My post has been flagged by the community, reflecting how Nextcloud typically responds to criticism. I assure you, I wasn’t in breach of any rules. This seems like pure censorship for bringing up inconvenient themes…

I would suggest that your tone is just not very friendly to the volunteers who try to help fellow home users here. There is also nothing useful that you add, nor ask. Criticism is fine if it’s constructive, yours isn’t constructive in any way.

I get your irritation - but I would also like to point out that, with about half a million Nextcloud servers out there using the craziest kinds of hardware and software combinations, just cosmic rays causing random bitflips alone will already ensure that probably half a dozen of them break on every upgrade. It’s just a sad numbers game.

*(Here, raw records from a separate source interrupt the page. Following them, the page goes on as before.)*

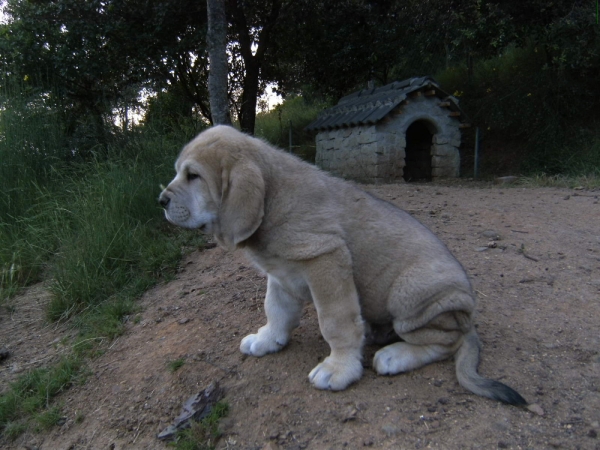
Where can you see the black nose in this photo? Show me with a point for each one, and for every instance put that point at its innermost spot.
(164, 200)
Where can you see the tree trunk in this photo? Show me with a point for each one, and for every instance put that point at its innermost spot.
(216, 39)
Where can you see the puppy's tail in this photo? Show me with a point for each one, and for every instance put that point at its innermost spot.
(467, 361)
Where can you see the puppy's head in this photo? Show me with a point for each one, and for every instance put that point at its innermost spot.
(219, 187)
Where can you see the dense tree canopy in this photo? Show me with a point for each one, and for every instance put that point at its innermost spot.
(95, 56)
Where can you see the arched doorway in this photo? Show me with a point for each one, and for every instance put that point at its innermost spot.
(417, 162)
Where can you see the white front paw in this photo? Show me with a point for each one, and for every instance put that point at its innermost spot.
(336, 374)
(261, 343)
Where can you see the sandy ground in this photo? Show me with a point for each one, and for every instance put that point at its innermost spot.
(538, 317)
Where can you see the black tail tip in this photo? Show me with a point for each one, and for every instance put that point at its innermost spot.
(506, 394)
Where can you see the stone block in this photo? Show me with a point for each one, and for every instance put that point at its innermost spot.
(444, 172)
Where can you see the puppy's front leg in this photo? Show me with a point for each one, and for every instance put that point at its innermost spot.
(332, 286)
(283, 315)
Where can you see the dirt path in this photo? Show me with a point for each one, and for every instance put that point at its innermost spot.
(538, 317)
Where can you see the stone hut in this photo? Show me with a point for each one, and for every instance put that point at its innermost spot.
(407, 130)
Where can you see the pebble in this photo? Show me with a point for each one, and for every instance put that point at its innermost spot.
(535, 408)
(491, 234)
(391, 430)
(4, 353)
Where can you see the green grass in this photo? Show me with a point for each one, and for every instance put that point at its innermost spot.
(274, 126)
(29, 398)
(91, 227)
(202, 435)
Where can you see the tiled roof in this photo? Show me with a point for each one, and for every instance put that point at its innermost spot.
(369, 106)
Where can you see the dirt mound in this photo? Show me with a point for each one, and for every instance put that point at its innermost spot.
(534, 259)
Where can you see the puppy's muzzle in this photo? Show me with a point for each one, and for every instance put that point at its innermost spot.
(164, 200)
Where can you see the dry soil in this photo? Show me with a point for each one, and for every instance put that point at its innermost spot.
(533, 255)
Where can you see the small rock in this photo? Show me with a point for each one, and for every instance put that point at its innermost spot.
(506, 180)
(391, 430)
(491, 234)
(349, 414)
(535, 408)
(4, 353)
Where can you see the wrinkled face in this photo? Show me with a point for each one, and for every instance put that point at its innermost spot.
(187, 200)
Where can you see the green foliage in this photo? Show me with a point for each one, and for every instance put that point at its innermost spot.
(49, 418)
(202, 435)
(31, 395)
(274, 125)
(519, 98)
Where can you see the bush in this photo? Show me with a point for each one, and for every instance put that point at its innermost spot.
(274, 126)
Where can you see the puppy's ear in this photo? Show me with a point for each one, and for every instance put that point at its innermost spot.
(242, 203)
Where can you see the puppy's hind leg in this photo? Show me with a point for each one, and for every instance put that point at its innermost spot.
(283, 312)
(436, 341)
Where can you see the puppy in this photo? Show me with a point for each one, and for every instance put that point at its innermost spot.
(365, 264)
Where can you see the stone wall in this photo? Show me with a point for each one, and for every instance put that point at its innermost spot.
(376, 153)
(361, 153)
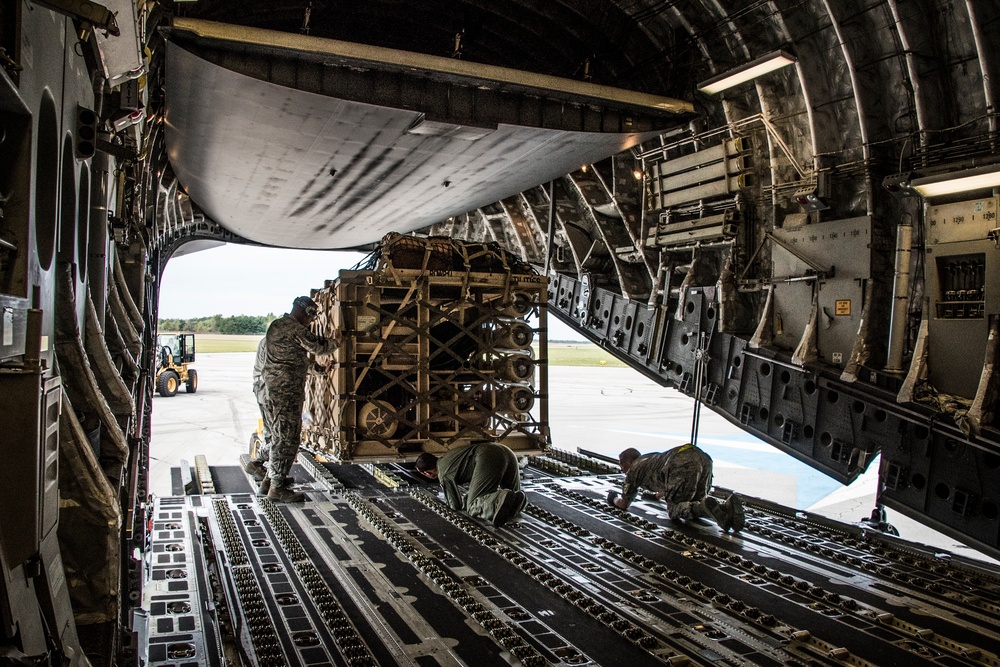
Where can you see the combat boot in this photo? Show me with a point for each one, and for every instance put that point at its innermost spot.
(257, 469)
(283, 493)
(737, 515)
(717, 512)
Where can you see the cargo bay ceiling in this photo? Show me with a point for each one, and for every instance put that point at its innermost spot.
(879, 87)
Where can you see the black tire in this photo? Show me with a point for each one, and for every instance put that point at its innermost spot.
(192, 384)
(168, 384)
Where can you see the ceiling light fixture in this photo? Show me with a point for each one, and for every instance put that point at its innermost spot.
(977, 178)
(747, 72)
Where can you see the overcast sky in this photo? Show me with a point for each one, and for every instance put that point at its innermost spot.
(246, 280)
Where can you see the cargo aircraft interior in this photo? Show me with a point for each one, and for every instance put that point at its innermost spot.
(784, 209)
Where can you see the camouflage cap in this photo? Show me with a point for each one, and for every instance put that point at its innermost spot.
(308, 305)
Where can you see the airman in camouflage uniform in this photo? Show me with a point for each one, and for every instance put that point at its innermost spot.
(288, 344)
(683, 477)
(257, 466)
(489, 468)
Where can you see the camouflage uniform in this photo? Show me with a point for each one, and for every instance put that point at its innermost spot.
(287, 348)
(683, 474)
(487, 467)
(260, 391)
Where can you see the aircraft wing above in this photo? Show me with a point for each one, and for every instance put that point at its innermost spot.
(295, 141)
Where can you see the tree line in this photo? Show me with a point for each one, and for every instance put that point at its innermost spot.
(234, 324)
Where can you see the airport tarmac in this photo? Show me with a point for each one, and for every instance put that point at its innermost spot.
(601, 409)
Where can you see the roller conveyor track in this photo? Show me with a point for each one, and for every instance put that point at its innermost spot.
(374, 569)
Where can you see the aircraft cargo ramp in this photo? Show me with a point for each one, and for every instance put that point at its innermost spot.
(376, 569)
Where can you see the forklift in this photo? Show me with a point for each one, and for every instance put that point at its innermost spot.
(175, 352)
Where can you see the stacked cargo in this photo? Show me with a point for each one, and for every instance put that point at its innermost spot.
(437, 352)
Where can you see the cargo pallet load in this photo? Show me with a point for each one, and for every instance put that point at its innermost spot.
(436, 352)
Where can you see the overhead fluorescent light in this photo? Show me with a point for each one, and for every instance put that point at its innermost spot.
(747, 72)
(977, 178)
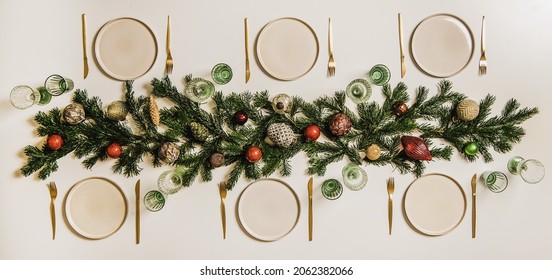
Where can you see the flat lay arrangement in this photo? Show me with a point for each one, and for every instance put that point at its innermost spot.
(255, 136)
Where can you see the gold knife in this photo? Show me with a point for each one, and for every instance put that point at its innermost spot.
(247, 71)
(137, 191)
(403, 66)
(309, 187)
(474, 183)
(85, 57)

This step didn’t go wrong for the very vast majority of systems, so it is definitely not a design issue. It’s either a weird setup thing, something that recently broke, a mistake you made, or just plain bad luck. See if the file that it needs/asks for exists, if not, check where it is, and if it is properly readable and write-able.

Good luck, and try to breathe a bit next time before you ask for help.

Alright, enough with the “poor developer” rhetoric. What should I do? Pat them on the back and say “great job”? Nextcloud is a multimillion-dollar company, proudly waving the flag of open source, all about community and so on. But the reality is that non-paying users are handed sub-par pieces of software, especially when it comes to updates.

I didn’t offend anyone and I was honest in my review. The update process stinks and needs to be greatly improved and revised.